How can I train with decaying/changing parameters (like learning rates) over time?
How can I use a more complex network structure?
How can I use GraphViz to quickly detect and render build problems (like shape and type errors)?
[How can I add summaries to my API method](#How can I add summaries to my API method)
The simplest way of executing an environment is the single-threaded executor. For an example, see
the examples/dqn_cartpole.py
script. While single-threaded, the executor can still use
vectorization but executing on a list of environments and using batch actions. This is
controlled via the num_envs=1
arg to the executor.
The Ray executor can execute a large number of environments transparently on a single node or
a large cluster depending on the available resources. The apex_pong
script trains a
distributed DQN variant (Ape-X) using Ray on a number of workers. Ray can also be used
with very few workers even on a laptop. For a number of examples, consider the
(TestApexExecutor
under tests/execution) unit-test which executes e.g.

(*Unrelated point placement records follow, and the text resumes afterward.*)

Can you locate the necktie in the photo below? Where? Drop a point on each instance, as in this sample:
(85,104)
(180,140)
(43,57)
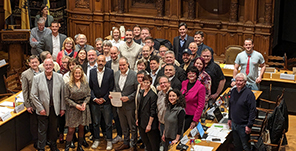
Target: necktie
(248,66)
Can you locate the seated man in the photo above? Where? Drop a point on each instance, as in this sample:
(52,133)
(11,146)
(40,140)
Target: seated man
(242,113)
(82,40)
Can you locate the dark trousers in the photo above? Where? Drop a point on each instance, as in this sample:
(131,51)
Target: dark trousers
(34,126)
(188,120)
(167,144)
(240,138)
(62,121)
(117,122)
(150,139)
(47,128)
(97,111)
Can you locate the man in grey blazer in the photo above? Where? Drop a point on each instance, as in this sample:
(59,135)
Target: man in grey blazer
(47,95)
(52,42)
(181,42)
(126,83)
(27,79)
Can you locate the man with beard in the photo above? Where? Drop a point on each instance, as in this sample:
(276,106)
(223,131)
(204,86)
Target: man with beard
(52,42)
(249,60)
(92,62)
(130,49)
(82,40)
(181,42)
(137,34)
(186,56)
(199,38)
(193,47)
(101,82)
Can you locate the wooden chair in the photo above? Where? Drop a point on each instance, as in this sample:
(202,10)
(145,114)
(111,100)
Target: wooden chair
(231,53)
(277,61)
(291,63)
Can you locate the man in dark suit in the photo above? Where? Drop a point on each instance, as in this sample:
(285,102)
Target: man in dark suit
(27,79)
(199,38)
(169,71)
(170,59)
(101,82)
(52,42)
(47,95)
(113,63)
(126,83)
(181,42)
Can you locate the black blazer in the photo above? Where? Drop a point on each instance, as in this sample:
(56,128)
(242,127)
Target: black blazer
(147,108)
(176,83)
(106,86)
(177,42)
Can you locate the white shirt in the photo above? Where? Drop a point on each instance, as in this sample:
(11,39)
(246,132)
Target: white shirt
(122,79)
(117,44)
(100,76)
(89,67)
(55,46)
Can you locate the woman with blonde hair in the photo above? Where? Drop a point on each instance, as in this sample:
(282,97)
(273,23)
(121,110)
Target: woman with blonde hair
(77,111)
(67,50)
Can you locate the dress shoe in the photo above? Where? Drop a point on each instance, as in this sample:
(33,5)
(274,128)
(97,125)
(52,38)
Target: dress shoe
(134,149)
(95,144)
(122,147)
(67,146)
(109,145)
(61,138)
(84,143)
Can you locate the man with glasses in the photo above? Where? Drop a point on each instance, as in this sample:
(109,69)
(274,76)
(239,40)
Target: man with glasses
(217,77)
(82,40)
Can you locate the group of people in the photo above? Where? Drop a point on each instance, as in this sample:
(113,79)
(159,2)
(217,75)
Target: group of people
(163,92)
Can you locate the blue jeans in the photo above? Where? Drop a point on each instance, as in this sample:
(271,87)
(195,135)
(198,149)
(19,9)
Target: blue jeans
(252,86)
(97,111)
(240,138)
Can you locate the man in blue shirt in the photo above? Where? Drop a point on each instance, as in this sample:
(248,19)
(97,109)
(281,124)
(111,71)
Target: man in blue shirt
(242,113)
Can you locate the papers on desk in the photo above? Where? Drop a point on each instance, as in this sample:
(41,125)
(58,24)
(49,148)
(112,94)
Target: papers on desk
(115,101)
(6,103)
(202,148)
(218,131)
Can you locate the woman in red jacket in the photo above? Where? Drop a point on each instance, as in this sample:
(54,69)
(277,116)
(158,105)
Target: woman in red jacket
(194,93)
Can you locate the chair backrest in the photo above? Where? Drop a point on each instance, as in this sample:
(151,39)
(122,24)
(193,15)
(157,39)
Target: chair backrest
(231,53)
(12,83)
(291,63)
(277,61)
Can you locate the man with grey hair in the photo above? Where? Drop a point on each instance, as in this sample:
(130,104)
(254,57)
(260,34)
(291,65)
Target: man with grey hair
(37,33)
(47,95)
(242,113)
(170,60)
(82,40)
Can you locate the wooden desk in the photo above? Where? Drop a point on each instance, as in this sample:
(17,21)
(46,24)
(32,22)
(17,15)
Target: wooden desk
(15,132)
(217,146)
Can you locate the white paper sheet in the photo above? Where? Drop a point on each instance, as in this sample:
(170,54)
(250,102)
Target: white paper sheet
(202,148)
(115,101)
(6,103)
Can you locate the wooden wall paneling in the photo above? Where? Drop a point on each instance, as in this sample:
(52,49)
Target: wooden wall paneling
(222,42)
(175,9)
(86,28)
(250,14)
(211,39)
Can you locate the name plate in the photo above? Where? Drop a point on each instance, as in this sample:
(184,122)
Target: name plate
(287,76)
(5,116)
(19,108)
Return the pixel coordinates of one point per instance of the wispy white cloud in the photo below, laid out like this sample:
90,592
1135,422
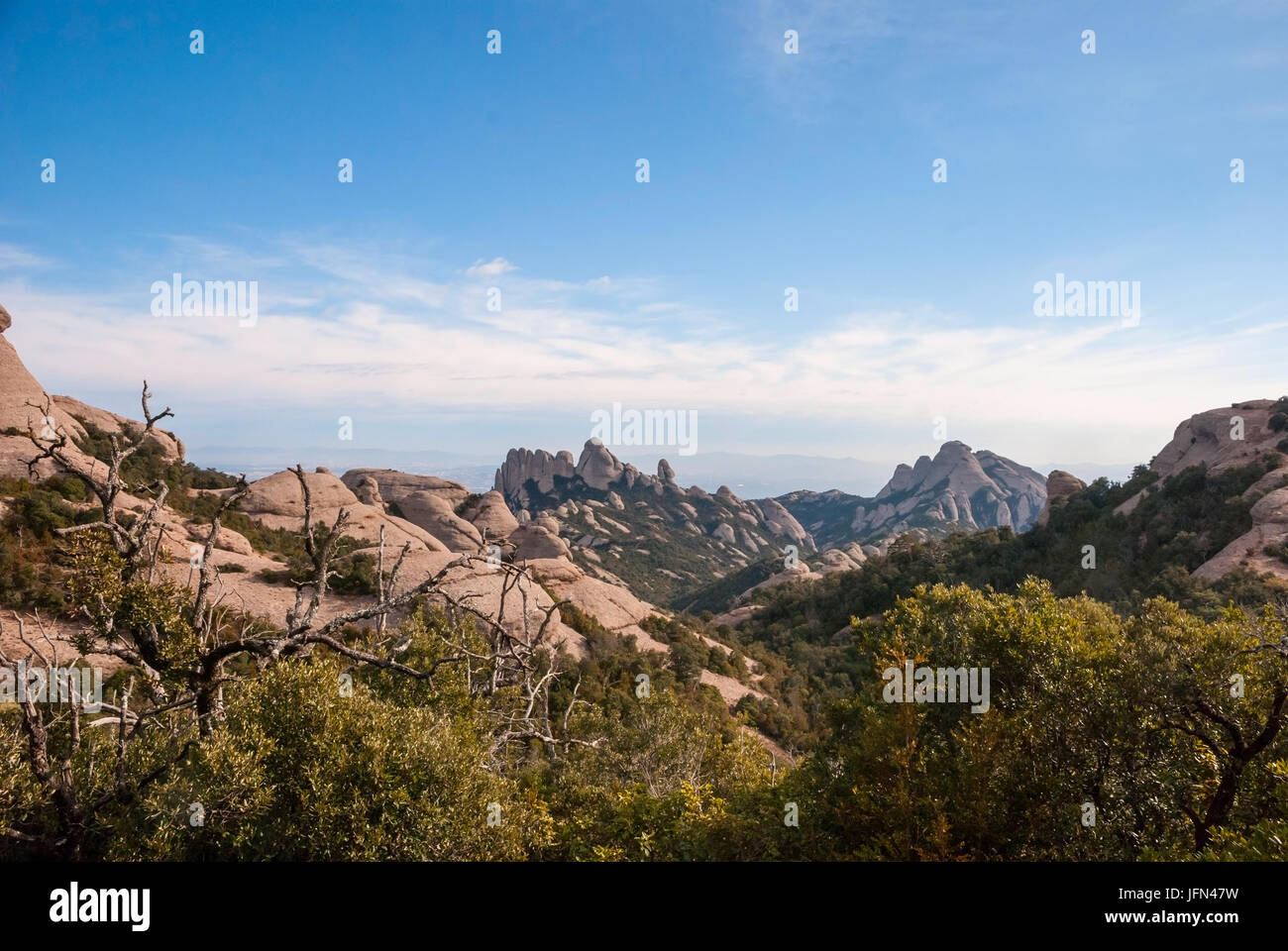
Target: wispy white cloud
344,328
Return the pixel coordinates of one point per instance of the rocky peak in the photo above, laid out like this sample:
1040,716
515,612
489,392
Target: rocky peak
597,467
1060,486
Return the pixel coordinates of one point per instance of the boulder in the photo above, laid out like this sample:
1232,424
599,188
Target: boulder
369,492
1060,486
433,513
597,467
394,484
535,541
490,515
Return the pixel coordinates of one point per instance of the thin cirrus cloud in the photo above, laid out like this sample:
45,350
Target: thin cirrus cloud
335,328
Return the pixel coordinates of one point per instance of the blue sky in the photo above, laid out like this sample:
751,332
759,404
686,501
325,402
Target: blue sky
767,170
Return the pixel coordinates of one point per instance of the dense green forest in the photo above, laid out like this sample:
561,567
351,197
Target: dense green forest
1129,694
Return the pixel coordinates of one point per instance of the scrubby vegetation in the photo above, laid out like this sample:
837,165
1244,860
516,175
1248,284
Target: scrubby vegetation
1127,690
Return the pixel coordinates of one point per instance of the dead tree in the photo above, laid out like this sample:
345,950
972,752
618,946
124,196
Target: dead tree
515,655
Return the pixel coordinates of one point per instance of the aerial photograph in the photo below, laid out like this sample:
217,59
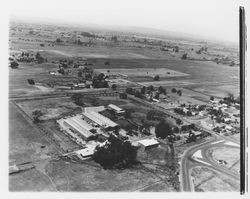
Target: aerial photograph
133,97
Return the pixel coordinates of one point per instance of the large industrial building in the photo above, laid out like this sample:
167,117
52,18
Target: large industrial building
89,123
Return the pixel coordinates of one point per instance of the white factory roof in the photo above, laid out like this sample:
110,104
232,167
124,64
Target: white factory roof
93,108
87,151
101,120
148,142
116,108
80,125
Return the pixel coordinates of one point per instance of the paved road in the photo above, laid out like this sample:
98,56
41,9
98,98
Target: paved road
188,162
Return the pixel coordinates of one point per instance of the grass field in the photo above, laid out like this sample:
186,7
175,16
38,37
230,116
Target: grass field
207,180
52,108
25,140
228,154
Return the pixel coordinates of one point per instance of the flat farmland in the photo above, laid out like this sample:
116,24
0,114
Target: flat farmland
144,72
52,108
88,176
218,91
25,140
207,180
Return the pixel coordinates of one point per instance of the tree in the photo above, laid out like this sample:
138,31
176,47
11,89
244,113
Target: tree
36,116
162,90
37,55
143,90
58,40
173,90
123,96
128,113
114,38
31,81
179,92
178,121
154,115
78,99
130,91
14,64
163,129
150,88
176,130
114,86
184,56
79,73
116,153
157,96
138,94
156,78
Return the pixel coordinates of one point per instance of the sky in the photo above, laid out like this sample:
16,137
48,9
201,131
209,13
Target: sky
216,19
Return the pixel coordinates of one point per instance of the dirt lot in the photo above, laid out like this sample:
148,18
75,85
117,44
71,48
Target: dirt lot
207,180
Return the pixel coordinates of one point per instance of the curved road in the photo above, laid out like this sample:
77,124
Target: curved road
188,162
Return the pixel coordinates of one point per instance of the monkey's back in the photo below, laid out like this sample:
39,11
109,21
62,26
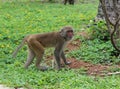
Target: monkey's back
46,39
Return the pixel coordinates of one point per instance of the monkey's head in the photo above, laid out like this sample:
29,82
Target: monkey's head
67,33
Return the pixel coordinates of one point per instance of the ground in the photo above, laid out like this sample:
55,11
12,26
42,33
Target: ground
91,69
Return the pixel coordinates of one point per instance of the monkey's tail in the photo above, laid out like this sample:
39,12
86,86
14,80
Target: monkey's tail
19,47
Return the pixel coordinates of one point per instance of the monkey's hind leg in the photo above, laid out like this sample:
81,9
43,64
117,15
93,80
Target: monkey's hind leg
30,57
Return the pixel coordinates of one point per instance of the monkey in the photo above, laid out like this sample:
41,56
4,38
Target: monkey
71,2
37,42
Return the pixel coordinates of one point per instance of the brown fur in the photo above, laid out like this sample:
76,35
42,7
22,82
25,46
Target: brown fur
37,42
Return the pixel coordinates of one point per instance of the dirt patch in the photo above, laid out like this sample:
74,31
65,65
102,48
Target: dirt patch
73,45
90,69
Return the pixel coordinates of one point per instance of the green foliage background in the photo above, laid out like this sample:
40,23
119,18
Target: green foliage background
18,19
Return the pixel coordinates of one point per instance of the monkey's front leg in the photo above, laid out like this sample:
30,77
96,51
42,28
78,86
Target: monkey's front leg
64,58
57,58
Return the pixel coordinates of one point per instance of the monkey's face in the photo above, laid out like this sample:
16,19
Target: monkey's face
67,33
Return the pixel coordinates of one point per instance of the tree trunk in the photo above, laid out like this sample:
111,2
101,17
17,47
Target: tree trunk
110,10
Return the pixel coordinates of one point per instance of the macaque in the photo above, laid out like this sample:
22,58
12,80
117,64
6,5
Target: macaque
70,2
37,42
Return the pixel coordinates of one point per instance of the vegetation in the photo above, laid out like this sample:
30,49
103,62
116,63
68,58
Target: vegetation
22,18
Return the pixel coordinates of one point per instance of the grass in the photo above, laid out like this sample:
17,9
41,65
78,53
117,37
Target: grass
21,18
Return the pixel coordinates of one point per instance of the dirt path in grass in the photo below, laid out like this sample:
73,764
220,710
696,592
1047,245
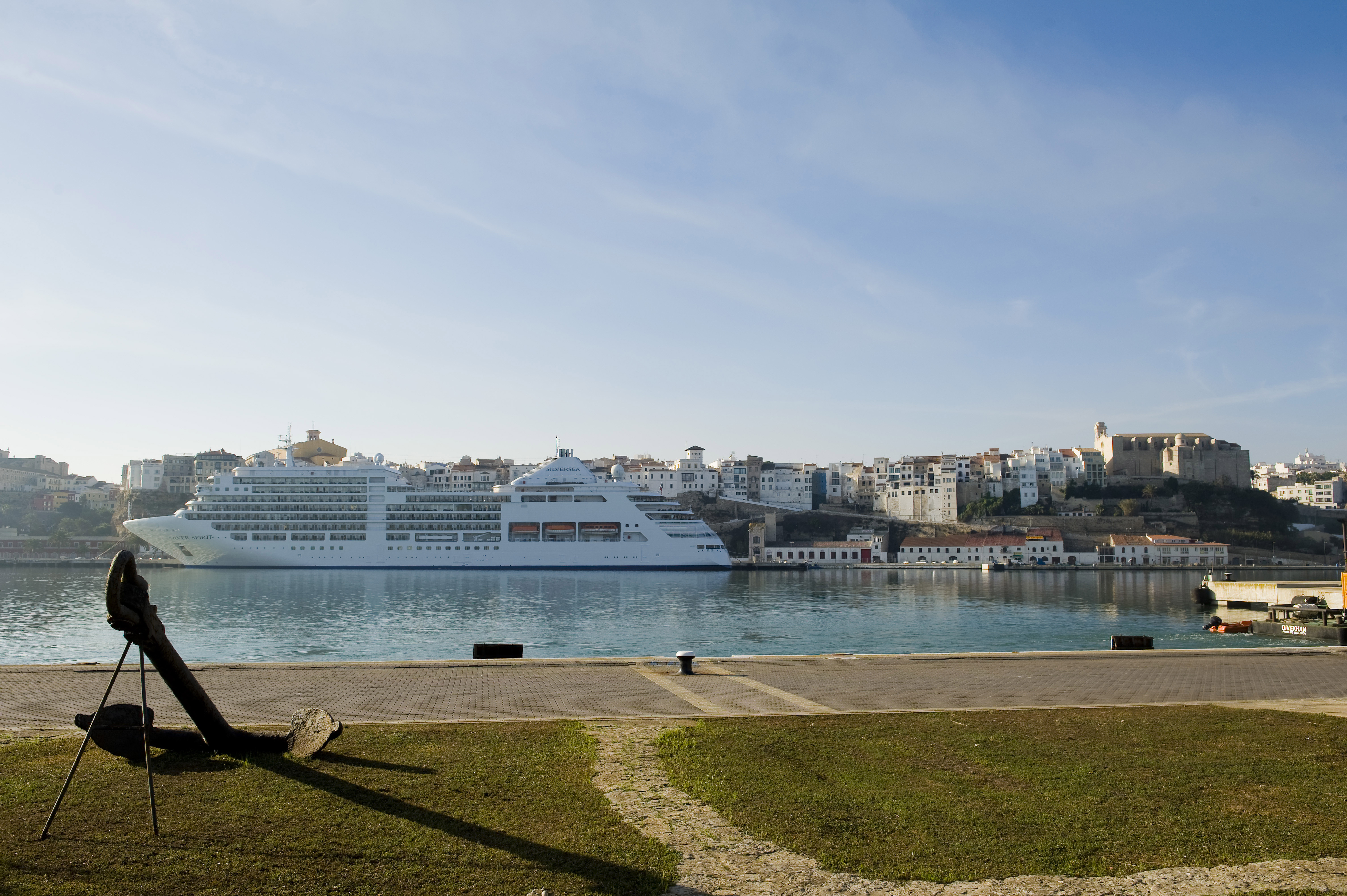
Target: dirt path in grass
721,860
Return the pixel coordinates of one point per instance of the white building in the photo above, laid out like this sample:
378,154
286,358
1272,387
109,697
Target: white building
1322,494
929,488
1035,472
143,476
789,486
735,479
676,478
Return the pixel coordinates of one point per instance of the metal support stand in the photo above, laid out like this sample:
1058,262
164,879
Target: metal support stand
145,735
145,739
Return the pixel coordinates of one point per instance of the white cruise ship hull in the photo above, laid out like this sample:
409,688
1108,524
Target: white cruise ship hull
360,518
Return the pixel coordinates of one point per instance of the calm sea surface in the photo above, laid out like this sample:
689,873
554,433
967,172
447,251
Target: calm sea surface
56,615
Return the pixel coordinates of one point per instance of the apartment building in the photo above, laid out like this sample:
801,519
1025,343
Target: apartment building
930,488
1329,494
789,486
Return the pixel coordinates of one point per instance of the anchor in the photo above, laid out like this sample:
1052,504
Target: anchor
128,731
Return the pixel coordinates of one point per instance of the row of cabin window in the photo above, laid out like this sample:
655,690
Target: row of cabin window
1032,549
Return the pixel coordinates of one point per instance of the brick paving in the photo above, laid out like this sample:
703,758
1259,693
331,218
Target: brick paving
48,697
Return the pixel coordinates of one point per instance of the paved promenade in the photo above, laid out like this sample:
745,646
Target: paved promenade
48,697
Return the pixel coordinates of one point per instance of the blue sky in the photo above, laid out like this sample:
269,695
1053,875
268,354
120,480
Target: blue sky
803,231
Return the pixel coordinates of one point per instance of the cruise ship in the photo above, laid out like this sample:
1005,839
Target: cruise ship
364,515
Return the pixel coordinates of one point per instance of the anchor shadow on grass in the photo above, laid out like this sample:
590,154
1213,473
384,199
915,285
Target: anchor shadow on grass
601,872
372,763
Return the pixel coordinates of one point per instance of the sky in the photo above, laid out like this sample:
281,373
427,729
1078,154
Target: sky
810,232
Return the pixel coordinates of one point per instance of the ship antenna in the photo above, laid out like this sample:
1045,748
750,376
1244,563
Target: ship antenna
290,445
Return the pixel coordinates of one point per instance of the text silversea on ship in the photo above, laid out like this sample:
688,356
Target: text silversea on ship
360,514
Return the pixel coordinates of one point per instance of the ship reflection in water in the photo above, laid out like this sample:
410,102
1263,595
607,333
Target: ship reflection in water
411,615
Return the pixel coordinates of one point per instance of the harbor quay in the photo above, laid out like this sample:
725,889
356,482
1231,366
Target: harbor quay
45,699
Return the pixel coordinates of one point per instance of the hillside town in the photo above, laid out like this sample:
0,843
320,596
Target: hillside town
1129,478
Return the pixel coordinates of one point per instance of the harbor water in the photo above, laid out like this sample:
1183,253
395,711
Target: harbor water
56,615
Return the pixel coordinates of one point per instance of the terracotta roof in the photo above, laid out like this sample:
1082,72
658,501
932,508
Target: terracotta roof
996,541
945,541
964,541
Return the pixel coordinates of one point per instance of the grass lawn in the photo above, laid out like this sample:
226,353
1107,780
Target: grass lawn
456,809
951,797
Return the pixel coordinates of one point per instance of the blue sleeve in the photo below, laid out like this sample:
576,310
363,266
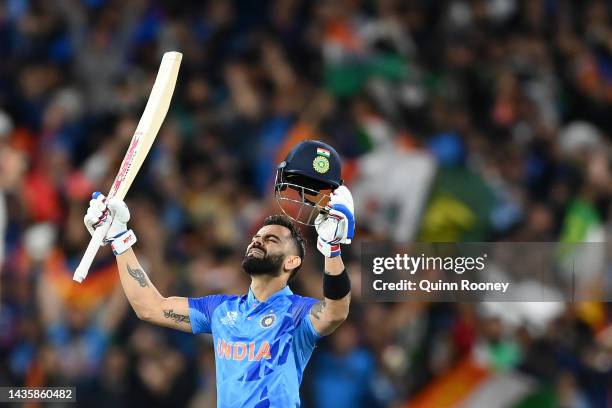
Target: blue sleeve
201,310
305,336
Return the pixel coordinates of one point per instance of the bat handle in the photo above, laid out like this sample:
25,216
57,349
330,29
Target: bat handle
92,249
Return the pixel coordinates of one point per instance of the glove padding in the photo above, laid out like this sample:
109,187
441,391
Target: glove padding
338,225
101,211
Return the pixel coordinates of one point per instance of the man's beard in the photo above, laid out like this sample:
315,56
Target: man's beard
268,265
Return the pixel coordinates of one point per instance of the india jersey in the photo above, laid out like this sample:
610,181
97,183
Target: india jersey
261,348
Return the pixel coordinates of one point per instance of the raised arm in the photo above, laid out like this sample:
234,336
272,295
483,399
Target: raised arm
335,228
145,299
328,314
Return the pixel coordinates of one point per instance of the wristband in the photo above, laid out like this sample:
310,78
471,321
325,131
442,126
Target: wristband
123,242
327,249
336,287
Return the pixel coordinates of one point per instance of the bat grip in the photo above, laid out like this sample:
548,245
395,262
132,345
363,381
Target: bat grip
92,249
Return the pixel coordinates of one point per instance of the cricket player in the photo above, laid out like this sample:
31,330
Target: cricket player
264,338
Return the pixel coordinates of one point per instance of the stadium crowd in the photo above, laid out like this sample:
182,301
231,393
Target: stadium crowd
475,120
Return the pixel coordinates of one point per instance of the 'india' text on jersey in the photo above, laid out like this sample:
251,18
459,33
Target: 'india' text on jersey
261,348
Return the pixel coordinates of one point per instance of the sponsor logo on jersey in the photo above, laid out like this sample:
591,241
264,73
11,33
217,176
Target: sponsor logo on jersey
241,351
229,319
268,320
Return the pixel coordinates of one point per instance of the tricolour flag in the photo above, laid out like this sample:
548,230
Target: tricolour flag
322,152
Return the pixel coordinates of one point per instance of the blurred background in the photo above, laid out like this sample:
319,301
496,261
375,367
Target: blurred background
458,120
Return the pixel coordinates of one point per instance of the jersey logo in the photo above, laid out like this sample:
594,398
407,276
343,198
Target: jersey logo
238,351
268,320
229,319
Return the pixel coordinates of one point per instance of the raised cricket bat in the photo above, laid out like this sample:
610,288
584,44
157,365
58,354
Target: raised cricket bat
146,131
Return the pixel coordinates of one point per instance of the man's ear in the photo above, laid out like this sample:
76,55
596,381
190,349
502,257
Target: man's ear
292,262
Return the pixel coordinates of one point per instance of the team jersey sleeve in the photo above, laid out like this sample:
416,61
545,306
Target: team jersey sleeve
201,311
305,336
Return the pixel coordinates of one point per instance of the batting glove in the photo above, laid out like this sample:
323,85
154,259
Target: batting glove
338,225
101,212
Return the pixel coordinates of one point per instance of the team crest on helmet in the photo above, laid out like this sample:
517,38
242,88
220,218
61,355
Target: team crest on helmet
268,320
320,164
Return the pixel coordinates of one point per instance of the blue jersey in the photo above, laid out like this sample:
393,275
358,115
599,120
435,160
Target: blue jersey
261,348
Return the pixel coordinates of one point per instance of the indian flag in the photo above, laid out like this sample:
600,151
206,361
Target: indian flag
322,152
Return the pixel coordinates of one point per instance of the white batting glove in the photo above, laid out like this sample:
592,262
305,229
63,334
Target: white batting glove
338,225
101,212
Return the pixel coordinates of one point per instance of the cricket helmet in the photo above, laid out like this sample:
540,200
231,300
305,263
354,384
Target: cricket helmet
305,179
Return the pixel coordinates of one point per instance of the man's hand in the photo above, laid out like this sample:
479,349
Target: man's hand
338,225
102,211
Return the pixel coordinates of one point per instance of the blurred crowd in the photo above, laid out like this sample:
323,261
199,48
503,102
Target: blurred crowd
458,120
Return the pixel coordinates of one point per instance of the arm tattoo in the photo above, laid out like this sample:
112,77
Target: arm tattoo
178,318
139,276
317,309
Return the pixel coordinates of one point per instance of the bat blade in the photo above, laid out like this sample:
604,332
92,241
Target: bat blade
142,140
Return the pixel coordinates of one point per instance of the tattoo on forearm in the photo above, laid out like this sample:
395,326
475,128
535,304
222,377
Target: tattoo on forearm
139,276
178,318
317,310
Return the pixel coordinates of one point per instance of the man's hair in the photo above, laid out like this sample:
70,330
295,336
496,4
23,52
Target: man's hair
296,235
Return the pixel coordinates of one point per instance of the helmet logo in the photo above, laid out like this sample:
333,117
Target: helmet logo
320,164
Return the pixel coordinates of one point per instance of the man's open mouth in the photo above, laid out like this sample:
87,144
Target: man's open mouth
256,252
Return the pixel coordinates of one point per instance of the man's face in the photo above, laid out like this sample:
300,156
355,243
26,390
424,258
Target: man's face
267,251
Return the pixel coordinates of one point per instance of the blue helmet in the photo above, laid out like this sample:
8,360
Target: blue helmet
311,170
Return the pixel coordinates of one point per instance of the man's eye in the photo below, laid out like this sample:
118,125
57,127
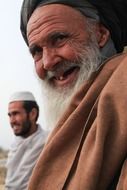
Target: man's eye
59,39
36,53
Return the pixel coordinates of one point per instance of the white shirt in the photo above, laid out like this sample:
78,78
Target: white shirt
22,157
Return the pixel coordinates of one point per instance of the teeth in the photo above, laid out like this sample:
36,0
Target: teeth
61,78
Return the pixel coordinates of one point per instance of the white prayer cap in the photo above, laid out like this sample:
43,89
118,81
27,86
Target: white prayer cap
22,96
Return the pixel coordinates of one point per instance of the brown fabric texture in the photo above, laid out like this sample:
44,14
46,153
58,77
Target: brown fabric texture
87,150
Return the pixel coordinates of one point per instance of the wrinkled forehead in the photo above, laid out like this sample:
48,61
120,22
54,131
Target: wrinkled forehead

CartPole with a hand-ful workers within
a few seconds.
There are currently two Ray executors (please create an issue if you think we should
add a new one): The Ape-X one for asynchronous distributed value-based learning, and a
synchronous one for e.g. distributed PPO. It simply collects a number of batches in parallel
and merges them into one update. Examples are in the tests package (TestSyncBatchExecutor
in
tests/execution).
Both the single-threaded executor and all Ray executors accept:
- Environment spec dicts for pre-registered environments.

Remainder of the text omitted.